An arsenal of products to fight inflammation

Chronic inflammation is a major health issue and if untreated can become a body-wide condition, often identified as the underlying cause of many diseases including heart disease, metabolic syndrome, type 2 diabetes, inflammatory bowel disease, cancer, rheumatoid arthritis, asthma, allergies, and neurological degeneration including Alzheimer’s and Parkinson’s.

The profound changes in the human diet that began with the beginning of agriculture and animal husbandry approximately 10,000 years ago has progressed at such speed that the human genome has failed to adjust accordingly. Our Westernised diet is rich in highly processed, refined ingredients, high in saturated fats, red meats, ‘empty’ carbohydrates and low in fresh fruits and vegetables, whole grains, seafood and poultry. This is partly responsible for many of the chronic diseases listed above.

Early humans evolved on a diet with a balanced ratio of omega-6 to omega-3 essential fatty acids – one that favours a healthy immune and inflammatory system. Modern consumption of meat from land-based animals fed on grains high in omega-6 fatty acids, together with increased use of vegetable oils, has led to a rise in omega-6 fatty acids intake in the typical Western diet, while omega-3 intake has declined.

The Health and Food Supplements Information Service (HSIS) points out that Omega-3 eicosapentaenoic acid (EPA) and docosahexaenoic acid (DHA) are found in every cell membrane in the body and have a wide range of health functions including inhibiting the production of inflammatory chemicals, and have an anti-inflammatory effect in their own right.

Nitric oxide synthases are a family of enzymes that catalyse the production of nitric oxide from L-arginine. Nitric oxide is an important cellular signalling molecule, having a vital role in many biological processes, including the immune reaction and inflammatory process. However, the ongoing oxidative damage that occurs during an immune response that is caused by nitric oxide often drives chronic inflammation, so reducing oxidative damage can help control inflammation. Antioxidants such as vitamin C, vitamin E, alpha-lipoic acid and selenium all help to control oxidative damage by neutralising free radicals.

Vitamin C’s role in saving lives during the pandemic is worth noting (and is covered in Patrick Holford’s opinion article pages in our Winter 2021 issue). As well as being a vital antioxidant and immune-boosting nutrient, it is stored in the adrenal glands and released, together with cortisol, when under attack. Together, these act as powerful anti-inflammatories calming down the ‘cytokine storm’ – the massive inflammatory reaction that occurs in the potentially fatal stage of COVID-19 as the immune system attacks dead virus particles.

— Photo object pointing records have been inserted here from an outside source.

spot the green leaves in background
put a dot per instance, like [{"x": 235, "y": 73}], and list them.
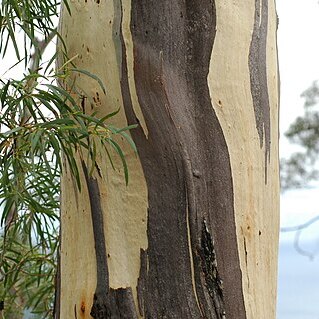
[{"x": 43, "y": 126}]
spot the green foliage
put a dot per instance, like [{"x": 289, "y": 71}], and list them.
[
  {"x": 301, "y": 167},
  {"x": 42, "y": 125}
]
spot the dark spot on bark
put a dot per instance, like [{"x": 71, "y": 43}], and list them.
[{"x": 83, "y": 307}]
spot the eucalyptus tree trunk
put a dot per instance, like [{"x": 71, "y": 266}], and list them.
[{"x": 195, "y": 232}]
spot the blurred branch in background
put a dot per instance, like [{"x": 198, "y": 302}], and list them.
[{"x": 300, "y": 169}]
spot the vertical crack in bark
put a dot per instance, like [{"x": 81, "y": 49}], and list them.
[
  {"x": 185, "y": 161},
  {"x": 57, "y": 295},
  {"x": 258, "y": 76},
  {"x": 214, "y": 283},
  {"x": 100, "y": 308},
  {"x": 108, "y": 303},
  {"x": 246, "y": 261}
]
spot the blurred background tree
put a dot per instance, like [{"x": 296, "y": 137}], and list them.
[{"x": 301, "y": 168}]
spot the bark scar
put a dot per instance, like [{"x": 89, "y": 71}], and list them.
[{"x": 214, "y": 283}]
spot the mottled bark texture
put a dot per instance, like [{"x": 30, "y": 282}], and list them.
[
  {"x": 203, "y": 229},
  {"x": 192, "y": 260}
]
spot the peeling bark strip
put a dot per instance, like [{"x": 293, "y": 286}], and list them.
[
  {"x": 107, "y": 303},
  {"x": 186, "y": 165},
  {"x": 258, "y": 74}
]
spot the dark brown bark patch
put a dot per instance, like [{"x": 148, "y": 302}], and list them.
[
  {"x": 258, "y": 75},
  {"x": 186, "y": 165}
]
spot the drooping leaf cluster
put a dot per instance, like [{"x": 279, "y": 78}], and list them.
[{"x": 43, "y": 127}]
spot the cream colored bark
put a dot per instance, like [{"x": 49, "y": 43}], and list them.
[
  {"x": 90, "y": 37},
  {"x": 256, "y": 203}
]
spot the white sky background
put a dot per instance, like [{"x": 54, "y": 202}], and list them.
[
  {"x": 298, "y": 45},
  {"x": 299, "y": 66}
]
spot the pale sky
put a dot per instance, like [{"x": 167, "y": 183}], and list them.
[{"x": 299, "y": 65}]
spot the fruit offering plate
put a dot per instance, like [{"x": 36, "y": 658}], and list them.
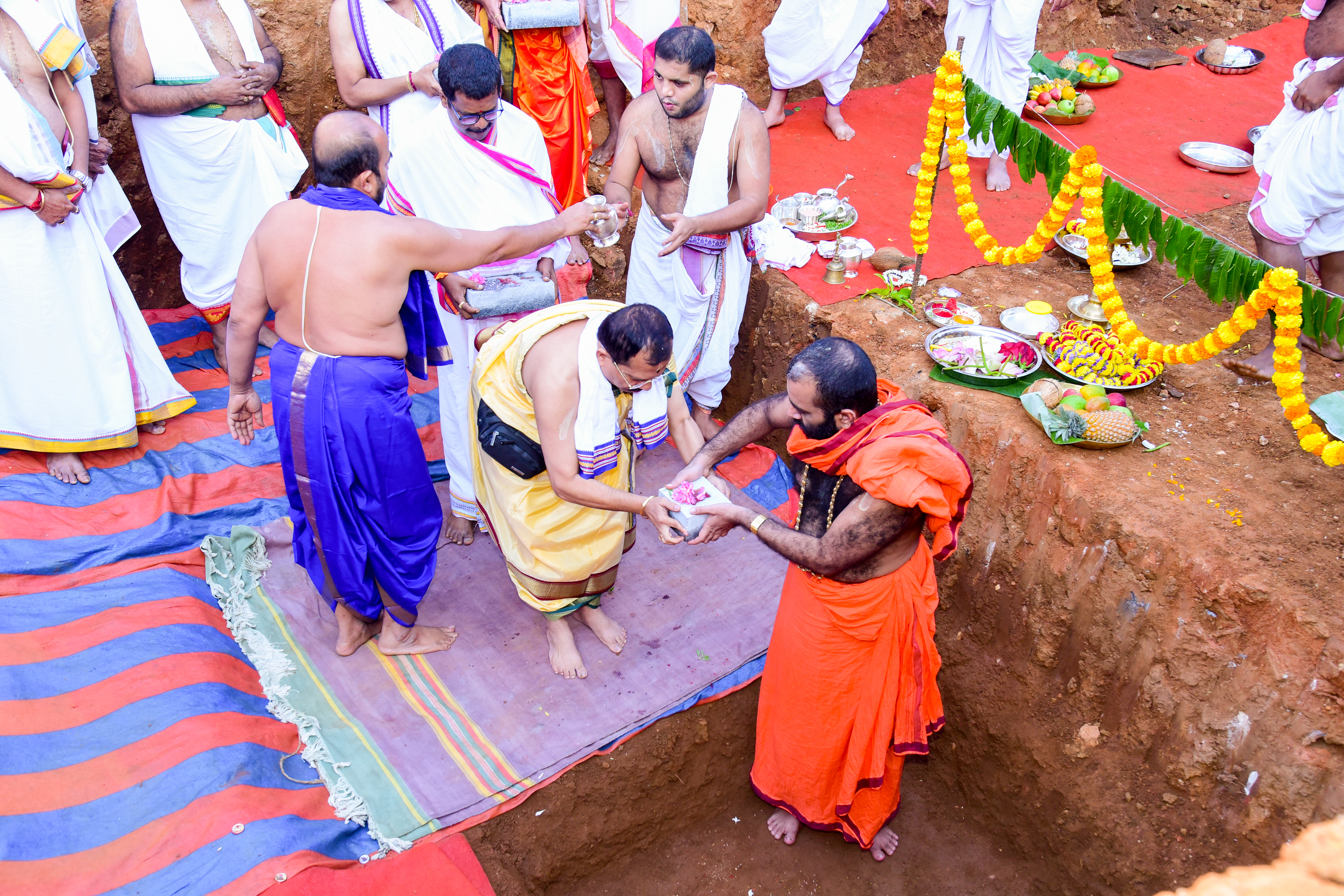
[{"x": 983, "y": 354}]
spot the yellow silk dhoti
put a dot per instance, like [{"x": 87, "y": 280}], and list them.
[{"x": 561, "y": 557}]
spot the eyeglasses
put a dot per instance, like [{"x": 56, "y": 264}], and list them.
[{"x": 472, "y": 119}]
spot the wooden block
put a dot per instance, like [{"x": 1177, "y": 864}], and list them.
[{"x": 1151, "y": 58}]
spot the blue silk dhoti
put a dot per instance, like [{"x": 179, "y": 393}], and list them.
[{"x": 363, "y": 506}]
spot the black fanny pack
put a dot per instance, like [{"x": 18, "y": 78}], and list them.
[{"x": 506, "y": 445}]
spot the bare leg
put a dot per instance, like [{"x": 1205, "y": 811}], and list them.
[
  {"x": 775, "y": 112},
  {"x": 997, "y": 179},
  {"x": 837, "y": 123},
  {"x": 353, "y": 631},
  {"x": 565, "y": 655},
  {"x": 784, "y": 827},
  {"x": 68, "y": 468},
  {"x": 883, "y": 844},
  {"x": 604, "y": 628},
  {"x": 709, "y": 428},
  {"x": 613, "y": 93},
  {"x": 915, "y": 170},
  {"x": 459, "y": 531}
]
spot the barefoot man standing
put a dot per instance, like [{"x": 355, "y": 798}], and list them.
[
  {"x": 850, "y": 679},
  {"x": 365, "y": 511},
  {"x": 706, "y": 158}
]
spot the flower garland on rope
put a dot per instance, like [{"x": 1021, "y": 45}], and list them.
[{"x": 1279, "y": 289}]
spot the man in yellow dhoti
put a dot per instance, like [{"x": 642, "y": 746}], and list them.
[{"x": 560, "y": 402}]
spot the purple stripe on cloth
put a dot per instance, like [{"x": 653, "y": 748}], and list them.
[{"x": 363, "y": 506}]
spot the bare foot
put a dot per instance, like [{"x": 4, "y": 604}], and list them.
[
  {"x": 565, "y": 655},
  {"x": 885, "y": 844},
  {"x": 604, "y": 154},
  {"x": 68, "y": 468},
  {"x": 915, "y": 170},
  {"x": 353, "y": 632},
  {"x": 838, "y": 124},
  {"x": 783, "y": 827},
  {"x": 604, "y": 628},
  {"x": 997, "y": 179},
  {"x": 397, "y": 640}
]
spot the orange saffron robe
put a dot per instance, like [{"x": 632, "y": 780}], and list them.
[{"x": 850, "y": 684}]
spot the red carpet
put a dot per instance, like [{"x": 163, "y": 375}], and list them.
[{"x": 1136, "y": 129}]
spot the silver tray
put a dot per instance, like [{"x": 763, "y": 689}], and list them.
[
  {"x": 991, "y": 332},
  {"x": 1045, "y": 354},
  {"x": 1064, "y": 238},
  {"x": 818, "y": 236},
  {"x": 1220, "y": 158}
]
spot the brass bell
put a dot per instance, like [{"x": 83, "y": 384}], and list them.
[{"x": 835, "y": 272}]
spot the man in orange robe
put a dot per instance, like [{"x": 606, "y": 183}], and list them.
[
  {"x": 850, "y": 680},
  {"x": 546, "y": 76}
]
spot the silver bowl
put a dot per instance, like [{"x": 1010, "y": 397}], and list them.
[
  {"x": 1077, "y": 246},
  {"x": 1230, "y": 70},
  {"x": 1221, "y": 158},
  {"x": 988, "y": 332}
]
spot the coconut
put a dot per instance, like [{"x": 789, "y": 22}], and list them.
[{"x": 889, "y": 259}]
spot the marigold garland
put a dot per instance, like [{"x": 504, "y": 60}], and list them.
[{"x": 1277, "y": 291}]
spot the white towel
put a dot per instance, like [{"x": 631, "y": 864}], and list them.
[{"x": 597, "y": 433}]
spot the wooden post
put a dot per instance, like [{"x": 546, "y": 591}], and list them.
[{"x": 933, "y": 191}]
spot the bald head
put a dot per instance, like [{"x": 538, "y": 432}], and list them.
[{"x": 348, "y": 148}]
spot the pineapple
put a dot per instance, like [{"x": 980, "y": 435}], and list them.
[{"x": 1109, "y": 426}]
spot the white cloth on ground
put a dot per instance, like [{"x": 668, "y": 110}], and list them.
[
  {"x": 597, "y": 432},
  {"x": 443, "y": 177},
  {"x": 1001, "y": 41},
  {"x": 1300, "y": 159},
  {"x": 396, "y": 46},
  {"x": 704, "y": 293},
  {"x": 211, "y": 179},
  {"x": 777, "y": 246},
  {"x": 76, "y": 355},
  {"x": 107, "y": 203},
  {"x": 810, "y": 41},
  {"x": 624, "y": 33}
]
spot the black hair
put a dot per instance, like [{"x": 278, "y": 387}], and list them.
[
  {"x": 687, "y": 45},
  {"x": 634, "y": 330},
  {"x": 471, "y": 70},
  {"x": 351, "y": 156},
  {"x": 843, "y": 373}
]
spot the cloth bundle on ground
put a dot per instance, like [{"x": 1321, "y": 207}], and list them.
[
  {"x": 561, "y": 557},
  {"x": 1300, "y": 198},
  {"x": 392, "y": 46},
  {"x": 458, "y": 182},
  {"x": 702, "y": 288},
  {"x": 850, "y": 679},
  {"x": 624, "y": 33},
  {"x": 810, "y": 41},
  {"x": 73, "y": 338},
  {"x": 213, "y": 181}
]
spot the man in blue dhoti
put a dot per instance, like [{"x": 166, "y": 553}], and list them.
[{"x": 365, "y": 511}]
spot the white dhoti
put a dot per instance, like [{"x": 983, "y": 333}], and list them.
[
  {"x": 392, "y": 46},
  {"x": 810, "y": 41},
  {"x": 624, "y": 33},
  {"x": 702, "y": 287},
  {"x": 1300, "y": 159},
  {"x": 503, "y": 182},
  {"x": 78, "y": 363},
  {"x": 211, "y": 179},
  {"x": 1001, "y": 41}
]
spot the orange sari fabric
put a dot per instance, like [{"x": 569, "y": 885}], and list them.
[
  {"x": 557, "y": 93},
  {"x": 850, "y": 680}
]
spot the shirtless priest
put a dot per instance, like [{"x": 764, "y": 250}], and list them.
[
  {"x": 706, "y": 158},
  {"x": 850, "y": 679},
  {"x": 365, "y": 511}
]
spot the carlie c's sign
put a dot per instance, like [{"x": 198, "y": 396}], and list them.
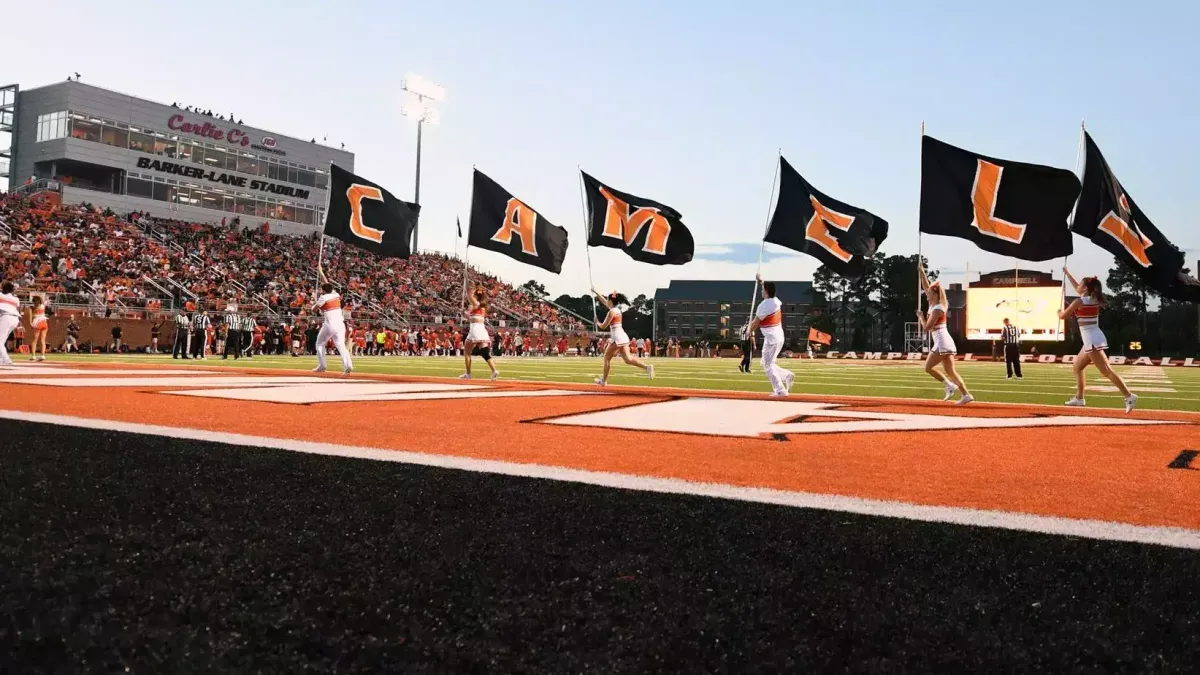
[
  {"x": 234, "y": 136},
  {"x": 1025, "y": 358}
]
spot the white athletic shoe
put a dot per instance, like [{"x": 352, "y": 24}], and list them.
[{"x": 1131, "y": 402}]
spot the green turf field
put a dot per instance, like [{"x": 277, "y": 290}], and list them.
[{"x": 1158, "y": 388}]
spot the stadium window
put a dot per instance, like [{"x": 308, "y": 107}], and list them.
[
  {"x": 141, "y": 142},
  {"x": 138, "y": 187},
  {"x": 84, "y": 129},
  {"x": 114, "y": 136}
]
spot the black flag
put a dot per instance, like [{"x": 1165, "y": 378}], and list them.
[
  {"x": 647, "y": 231},
  {"x": 365, "y": 215},
  {"x": 503, "y": 223},
  {"x": 833, "y": 232},
  {"x": 1109, "y": 216},
  {"x": 1006, "y": 208}
]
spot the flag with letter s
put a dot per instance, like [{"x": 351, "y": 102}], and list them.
[
  {"x": 1003, "y": 207},
  {"x": 809, "y": 221},
  {"x": 647, "y": 231},
  {"x": 503, "y": 223},
  {"x": 1110, "y": 217},
  {"x": 365, "y": 215}
]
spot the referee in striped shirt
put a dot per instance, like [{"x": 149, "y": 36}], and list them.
[{"x": 1012, "y": 350}]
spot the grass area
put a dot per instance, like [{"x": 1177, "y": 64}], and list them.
[{"x": 1158, "y": 388}]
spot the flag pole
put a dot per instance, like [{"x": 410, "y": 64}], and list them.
[
  {"x": 587, "y": 248},
  {"x": 324, "y": 220},
  {"x": 771, "y": 205}
]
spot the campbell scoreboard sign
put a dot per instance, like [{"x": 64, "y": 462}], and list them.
[
  {"x": 234, "y": 136},
  {"x": 220, "y": 178},
  {"x": 1165, "y": 362}
]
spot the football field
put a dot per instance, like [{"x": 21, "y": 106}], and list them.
[{"x": 1157, "y": 388}]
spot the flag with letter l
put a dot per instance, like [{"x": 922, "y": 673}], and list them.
[
  {"x": 817, "y": 336},
  {"x": 647, "y": 231},
  {"x": 809, "y": 221},
  {"x": 365, "y": 215},
  {"x": 503, "y": 223},
  {"x": 1109, "y": 216},
  {"x": 1003, "y": 207}
]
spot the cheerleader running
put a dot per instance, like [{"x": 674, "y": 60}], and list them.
[
  {"x": 40, "y": 326},
  {"x": 619, "y": 341},
  {"x": 477, "y": 335},
  {"x": 943, "y": 348},
  {"x": 1087, "y": 311}
]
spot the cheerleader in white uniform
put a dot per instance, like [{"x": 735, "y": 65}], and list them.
[
  {"x": 40, "y": 326},
  {"x": 943, "y": 348},
  {"x": 619, "y": 341},
  {"x": 477, "y": 333},
  {"x": 1087, "y": 311}
]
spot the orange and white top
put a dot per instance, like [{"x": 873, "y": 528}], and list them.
[
  {"x": 771, "y": 318},
  {"x": 10, "y": 305},
  {"x": 940, "y": 322},
  {"x": 1089, "y": 312},
  {"x": 330, "y": 305}
]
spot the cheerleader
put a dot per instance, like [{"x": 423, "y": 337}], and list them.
[
  {"x": 40, "y": 326},
  {"x": 477, "y": 335},
  {"x": 10, "y": 318},
  {"x": 619, "y": 340},
  {"x": 943, "y": 345},
  {"x": 1087, "y": 311}
]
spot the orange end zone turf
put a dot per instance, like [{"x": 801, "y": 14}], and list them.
[{"x": 1032, "y": 459}]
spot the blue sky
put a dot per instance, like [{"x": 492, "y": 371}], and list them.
[{"x": 687, "y": 102}]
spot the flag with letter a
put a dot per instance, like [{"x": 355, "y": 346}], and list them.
[
  {"x": 647, "y": 231},
  {"x": 1109, "y": 216},
  {"x": 833, "y": 232},
  {"x": 1003, "y": 207},
  {"x": 503, "y": 223},
  {"x": 365, "y": 215}
]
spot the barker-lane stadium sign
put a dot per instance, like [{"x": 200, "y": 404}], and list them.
[
  {"x": 1025, "y": 358},
  {"x": 234, "y": 136},
  {"x": 191, "y": 171}
]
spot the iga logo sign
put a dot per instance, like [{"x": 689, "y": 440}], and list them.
[{"x": 765, "y": 419}]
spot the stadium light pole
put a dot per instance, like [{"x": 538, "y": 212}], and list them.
[{"x": 423, "y": 95}]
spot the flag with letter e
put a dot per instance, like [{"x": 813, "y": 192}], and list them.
[
  {"x": 833, "y": 232},
  {"x": 1007, "y": 208},
  {"x": 1109, "y": 216},
  {"x": 365, "y": 215},
  {"x": 647, "y": 231},
  {"x": 503, "y": 223}
]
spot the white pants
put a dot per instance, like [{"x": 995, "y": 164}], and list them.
[
  {"x": 337, "y": 334},
  {"x": 775, "y": 375},
  {"x": 7, "y": 324}
]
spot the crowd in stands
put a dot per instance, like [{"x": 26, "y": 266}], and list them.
[{"x": 81, "y": 250}]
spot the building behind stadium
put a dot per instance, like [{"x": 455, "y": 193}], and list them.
[
  {"x": 88, "y": 144},
  {"x": 717, "y": 310}
]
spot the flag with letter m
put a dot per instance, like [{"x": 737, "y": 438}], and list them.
[
  {"x": 365, "y": 215},
  {"x": 647, "y": 231}
]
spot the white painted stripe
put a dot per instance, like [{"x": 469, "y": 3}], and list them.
[{"x": 1175, "y": 537}]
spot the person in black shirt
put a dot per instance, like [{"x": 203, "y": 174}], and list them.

Polyphenols, such as flavonols, phenolic acids and anthocyanins found in fruits such as cranberries, blueberries and acai berries, resveratrol found in red wine and various carotenoids, such as lycopene found in tomatoes, lutein in green vegetables and astaxanthin found in marine products are all potent anti-oxidant agents with huge potential to reduce inflammation.

In addition, gallocatechins in green tea and curcuminoids in ginger have significant immuno-modulation and anti-inflammatory effects by inhibiting the production of nitric oxide synthases, nitric oxide and prostaglandin E2. Turmeric has traditionally been used for the treatment of rheumatic disorders in traditional medicine and exerts both anti-inflammatory and anti-atherosclerotic effects. Curcumin is also well documented for its inhibitory effects on inflammation.

Other useful anti-inflammatory agents include glucosamine, which has been found to be more effective than NSAIDs and placebo for reducing inflammation and pain in patients with osteoarthritis, and the phenylpropenoic acid found in garlic.